No documentário, o ofício do ferreiro representa o laço com esse passado rural da comunidade e, ao mesmo tempo, o elo de ligação entre a antiga colônia e o mundo urbano da cidade através do lento percurso que os carros a tração animal faziam, conduzidos pelas nonas e outras mulheres da família, que não se furtavam em saltar de uma carroça a outra para atualizar as conversas rumo ao centro.
No escopo de pesquisa do projeto Itálicos não estava previsto abordar o universo dos ferreiros, profissão considerada quase extinta na atualidade. No entanto, a equipe resolveu incluí-la no documentário por dois aspectos: há ainda no bairro ao menos uma família que mantém viva a atividade, transmitida entre as gerações (Ferraria Esmanhoto) e que continua exercendo-a, ainda que bastante transformada. Outro fator que nos levou a decidir pela inclusão desse ofício no filme foi o encontro com o sr. Germano Estella, antigo ferreiro já aposentado que foi filmado por Vladimir Kosák trabalhando na ferraria da família, em 1956. Depois de muita resistência, alegando que aos 92 anos de idade não se lembraria de nada, ele nos concedeu uma entrevista. Assistiu pela primeira vez ao filme em que faz ferraduras e a roda de uma carroça com seu pai, Pedro, lembrando-se de detalhes do dia da filmagem e da presença do cineasta. Recordou-se, por exemplo, que Kosák pediu que retirasse algumas telhas do barracão da ferraria, para haver condições de luminosidade para filmar em seu interior. Lamentavelmente, Germano faleceu pouco antes do documentário Itálicos ficar pronto.
Sr. Germano Estella vendo álbum de fotografias antigas durante entrevista
Frame do filme “Ferreiros”, de Vladimir Kósak (1956), onde aparecem Pedro e Germano Estella fazendo ferradura.
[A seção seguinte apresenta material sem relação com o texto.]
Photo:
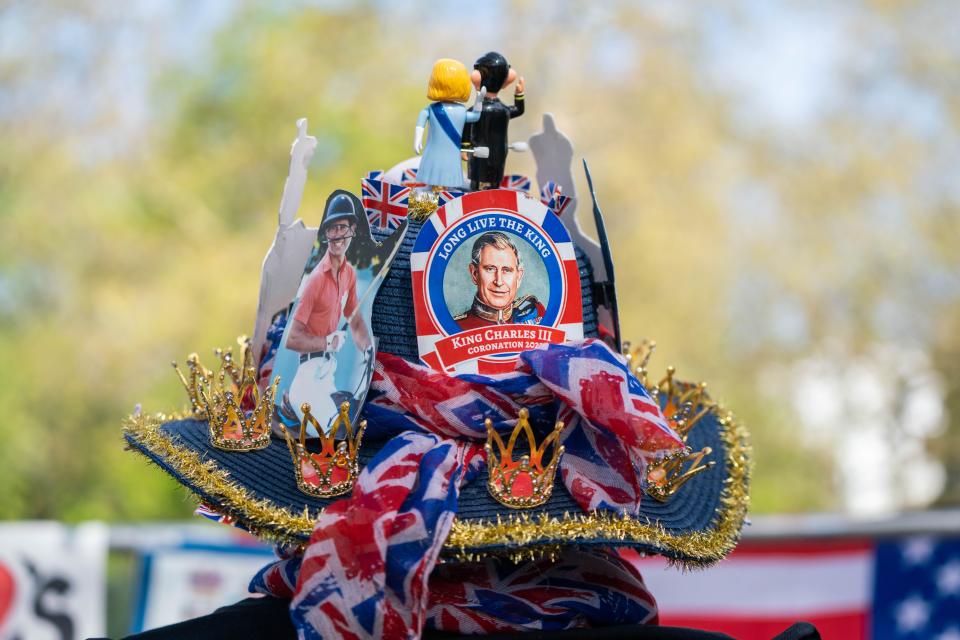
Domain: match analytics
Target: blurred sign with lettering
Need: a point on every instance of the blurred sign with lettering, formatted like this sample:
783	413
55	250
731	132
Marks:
187	581
52	580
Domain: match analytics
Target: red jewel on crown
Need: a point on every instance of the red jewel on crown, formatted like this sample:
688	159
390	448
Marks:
528	481
333	470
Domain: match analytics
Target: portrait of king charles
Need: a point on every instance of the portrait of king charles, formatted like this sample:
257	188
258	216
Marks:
496	269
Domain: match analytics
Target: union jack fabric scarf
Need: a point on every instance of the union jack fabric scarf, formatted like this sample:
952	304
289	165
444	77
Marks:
368	569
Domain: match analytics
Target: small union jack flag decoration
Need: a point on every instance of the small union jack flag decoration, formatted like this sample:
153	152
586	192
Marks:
516	183
550	195
443	197
385	203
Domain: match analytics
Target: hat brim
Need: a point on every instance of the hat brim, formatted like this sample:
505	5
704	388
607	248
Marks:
696	526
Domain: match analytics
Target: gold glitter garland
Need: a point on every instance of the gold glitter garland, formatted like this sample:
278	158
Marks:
261	517
521	536
696	549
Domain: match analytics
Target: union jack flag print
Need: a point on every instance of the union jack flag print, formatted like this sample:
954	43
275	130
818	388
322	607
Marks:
495	596
409	178
369	568
516	183
551	196
443	197
385	203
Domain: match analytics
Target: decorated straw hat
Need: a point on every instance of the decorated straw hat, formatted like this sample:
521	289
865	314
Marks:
548	466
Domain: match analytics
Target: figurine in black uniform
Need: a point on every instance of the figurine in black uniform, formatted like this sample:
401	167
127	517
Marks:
492	71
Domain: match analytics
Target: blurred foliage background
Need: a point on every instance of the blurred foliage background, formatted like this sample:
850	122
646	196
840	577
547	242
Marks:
778	179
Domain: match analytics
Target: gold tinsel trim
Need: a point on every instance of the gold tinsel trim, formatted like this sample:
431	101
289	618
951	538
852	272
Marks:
261	517
522	536
694	550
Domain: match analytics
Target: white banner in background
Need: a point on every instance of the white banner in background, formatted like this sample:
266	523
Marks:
179	583
52	580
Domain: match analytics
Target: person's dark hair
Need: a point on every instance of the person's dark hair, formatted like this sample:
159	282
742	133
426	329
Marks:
493	239
493	69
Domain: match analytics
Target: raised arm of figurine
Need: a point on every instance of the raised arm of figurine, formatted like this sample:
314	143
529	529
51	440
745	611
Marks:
517	108
478	103
418	132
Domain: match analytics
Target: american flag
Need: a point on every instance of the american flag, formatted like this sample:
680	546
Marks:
366	569
891	588
516	183
385	203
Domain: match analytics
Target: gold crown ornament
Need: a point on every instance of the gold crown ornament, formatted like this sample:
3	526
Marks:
683	404
527	482
334	469
230	400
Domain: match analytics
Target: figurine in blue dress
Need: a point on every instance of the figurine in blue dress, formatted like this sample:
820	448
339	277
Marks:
449	88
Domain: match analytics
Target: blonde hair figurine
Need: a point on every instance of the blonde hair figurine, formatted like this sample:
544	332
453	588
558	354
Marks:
446	116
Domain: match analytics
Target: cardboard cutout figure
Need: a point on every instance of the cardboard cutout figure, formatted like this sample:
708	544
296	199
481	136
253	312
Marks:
327	350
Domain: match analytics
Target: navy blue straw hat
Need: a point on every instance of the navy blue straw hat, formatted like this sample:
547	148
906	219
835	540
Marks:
695	526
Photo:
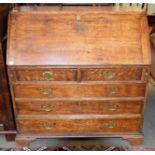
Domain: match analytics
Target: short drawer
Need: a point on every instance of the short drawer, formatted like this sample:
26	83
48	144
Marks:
46	74
77	125
79	107
51	90
113	74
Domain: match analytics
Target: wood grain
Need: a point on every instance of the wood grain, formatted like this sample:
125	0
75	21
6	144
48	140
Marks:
77	38
79	90
78	125
79	107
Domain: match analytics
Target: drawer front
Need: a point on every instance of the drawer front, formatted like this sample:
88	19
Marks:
77	125
117	74
79	90
79	107
46	75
Assim, além da entrevista com o sr. Germano Estella, filmamos também as lidas da profissão na Ferraria Esmanhoto, onde Agostinho e Cristian (pai e filho) trabalham, entre uma infinidade de funções, especialmente com soldas especiais. O barracão, localizado na av. Manoel Ribas, ao lado do Restaurante Veneza, recebe diariamente dezenas de clientes, cada qual com sua demanda a resolver. Entre betoneiras, motores de carro, panelas, fogões e peças de metal as mais diversas, Cristian apresenta aos espectadores aspectos das lidas com a forja - técnica milenar que envolve forno, bigorna e marreta - e, como nos lembra Agostinho, a essencial ferramenta deste ofício: a criatividade.
Cristian Esmanhoto, na ferraria da família, realizando reparos em ferramentas na forja.
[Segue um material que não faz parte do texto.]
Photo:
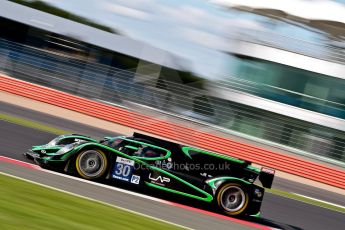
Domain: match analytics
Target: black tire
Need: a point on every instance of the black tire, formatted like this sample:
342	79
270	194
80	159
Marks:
91	164
232	199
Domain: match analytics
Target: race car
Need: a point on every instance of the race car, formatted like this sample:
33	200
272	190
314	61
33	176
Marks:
152	163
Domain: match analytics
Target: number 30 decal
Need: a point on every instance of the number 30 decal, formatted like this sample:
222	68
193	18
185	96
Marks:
123	170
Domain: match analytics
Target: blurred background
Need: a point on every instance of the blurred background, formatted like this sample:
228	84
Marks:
260	70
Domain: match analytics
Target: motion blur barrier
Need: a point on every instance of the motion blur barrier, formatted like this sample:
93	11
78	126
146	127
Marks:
176	132
134	83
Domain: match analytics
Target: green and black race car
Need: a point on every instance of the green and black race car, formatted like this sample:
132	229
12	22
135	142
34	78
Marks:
152	163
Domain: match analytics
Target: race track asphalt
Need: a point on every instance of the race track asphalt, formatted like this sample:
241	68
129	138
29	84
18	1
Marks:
277	211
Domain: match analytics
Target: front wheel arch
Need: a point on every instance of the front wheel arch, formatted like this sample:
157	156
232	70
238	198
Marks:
101	158
236	207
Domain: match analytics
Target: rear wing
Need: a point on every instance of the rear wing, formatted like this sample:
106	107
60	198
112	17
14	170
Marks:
266	177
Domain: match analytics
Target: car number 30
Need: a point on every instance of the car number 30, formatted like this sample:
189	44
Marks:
123	170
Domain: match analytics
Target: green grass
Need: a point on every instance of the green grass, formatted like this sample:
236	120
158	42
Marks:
32	124
50	129
25	205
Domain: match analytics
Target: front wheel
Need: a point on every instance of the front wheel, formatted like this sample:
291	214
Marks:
232	199
91	164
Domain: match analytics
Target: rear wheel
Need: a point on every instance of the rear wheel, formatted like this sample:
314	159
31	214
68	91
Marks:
232	199
91	164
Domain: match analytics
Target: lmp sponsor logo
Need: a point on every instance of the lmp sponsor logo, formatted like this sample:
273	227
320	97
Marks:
160	179
125	161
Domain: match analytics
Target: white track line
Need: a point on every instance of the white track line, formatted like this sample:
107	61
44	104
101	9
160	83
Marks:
94	200
321	201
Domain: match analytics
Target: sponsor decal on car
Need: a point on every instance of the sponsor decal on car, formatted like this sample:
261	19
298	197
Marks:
159	180
135	179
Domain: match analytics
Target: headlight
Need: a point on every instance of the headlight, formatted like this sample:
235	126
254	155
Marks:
65	149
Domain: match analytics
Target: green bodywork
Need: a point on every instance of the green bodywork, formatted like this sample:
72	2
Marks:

Foto: Geslline Braga, 2018.
Bigorna e marreta na Ferraria Esmanhoto.
Foto: Geslline Braga, 2018.
Agostinho Esmanhoto mostrando tipos de ferraduras.
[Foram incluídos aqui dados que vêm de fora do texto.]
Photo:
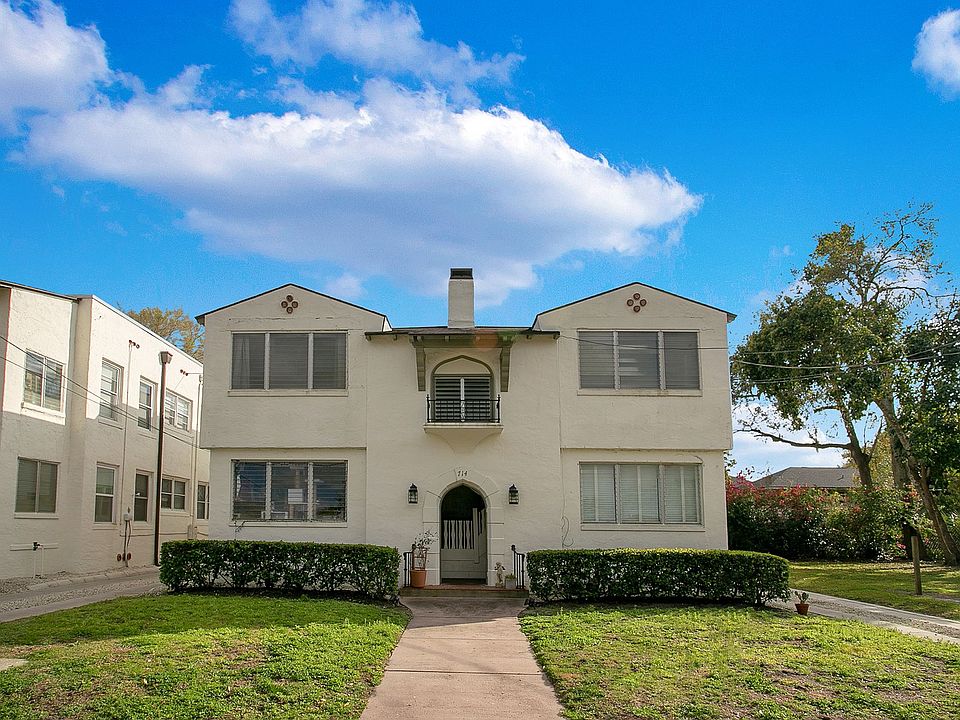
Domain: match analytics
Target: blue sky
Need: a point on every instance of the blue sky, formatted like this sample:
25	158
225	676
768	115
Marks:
190	155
Foto: Geslline Braga, 2018.
Com a popularização do automóvel e o asfaltamento da av. Manoel Ribas, na década de 1950, a profissão do ferreiro foi aos poucos perdendo importância ou sendo bastante transformada. Ainda assim, alguns laboriosos artífices, como os Esmanhoto, mantém a atividade viva e chamam a atenção de pesquisadores e escolas, que volta e meia acorrem à ferraria. Sobrevivem também as memórias do tempo em que o barulho do martelo na bigorna ecoava pela região como os sinos da igreja.
Imagem de obra de asfaltamento da atual av. Manoel Ribas, altura do cemitério de Santa Felicidade. Foto: Arthur Wischral, 1954. Acervo Casa da Memória de Curitiba.